Direct effects of testosterone on gonadotrophins at the pituitary level were studied in intact and castrated immature (age 10 days) and mature (70 days) male rats. Gonadotrophin-releasing hormone action was blocked by treatment with a potent GnRH antagonist, Ac-d-pClPhe-d-pClPhe-d-Trp-Ser-Tyr-d-Arg-Leu-Arg-Pro-d-Ala-NH2CH3COOH (Ant; Organon 30276; 1·0 mg/kg body weight per day) injected subcutaneously. Silicone elastomer capsules were used for the testosterone treatment. Both treatments commenced on the day of orchiectomy and lasted for 7 days. In adult male rats Ant treatment suppressed serum testosterone from 9·5 ± 2·5 (s.e.m.) nmol/l to below the limit of detection (< 0·10 nmol/l; P < 0·01), and the testosterone implants reversed the decrease. Treatment with Ant decreased the pituitary content of FSH-β subunit mRNA in intact and orchiectomized rats to 14% of their respective controls (P < 0·01). These levels were increased to 80–81% of controls (not significant) in both groups by combined treatment with testosterone and Ant. Orchiectomy alone increased FSH-β subunit mRNA by 202% (P < 0·01). In intact immature rats Ant treatment decreased the level of pituitary FSH-β subunit mRNA to 21% (P<0·01), and a partial recovery (P < 0·01) to 42% of controls was observed with combined Ant + testosterone treatment. In contrast, in orchiectomized immature rats, where ANT decreased FSH-β subunit levels to 48% of controls (P < 0·01), testosterone was able to reverse these mRNA levels completely (114% of controls). No evidence for the direct pituitary effects of testosterone were found in the mRNA of the common α or LH-β subunits. In adult rats, the testicular inhibin α and βA subunit mRNA levels were increased (P < 0·01) by Ant + testosterone compared with Ant-treated animals, but there were no differences in serum immunoreactive inhibin between any of the uncastrated adult groups. In intact immature rats, Ant + testosterone treatment increased (P < 0·01) inhibin βA subunit mRNA levels compared with controls and Ant-treated animals. Ant decreased the level of peripheral inhibin immunoreactivity from 8·3 ± 2·0 U/ml to 2·1 ± 0·4 U/ml (P < 0·01) and testosterone reversed it to 5·8 ± 0·6 U/ml (not significant).

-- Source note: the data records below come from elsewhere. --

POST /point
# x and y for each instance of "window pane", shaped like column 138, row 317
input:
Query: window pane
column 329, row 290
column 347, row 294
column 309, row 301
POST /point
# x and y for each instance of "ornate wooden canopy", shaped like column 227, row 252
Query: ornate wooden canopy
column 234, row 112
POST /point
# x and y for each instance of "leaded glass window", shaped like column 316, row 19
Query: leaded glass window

In conclusion, our observations indicated that testosterone is able to stimulate FSH gene expression and secretion directly in immature and adult rats, but the testosterone response is enhanced at both ages by orchiectomy, even more so in the immature rat. This may be explained by age differences in the contribution of testicular inhibin to the regulation of FSH synthesis and secretion at the pituitary level.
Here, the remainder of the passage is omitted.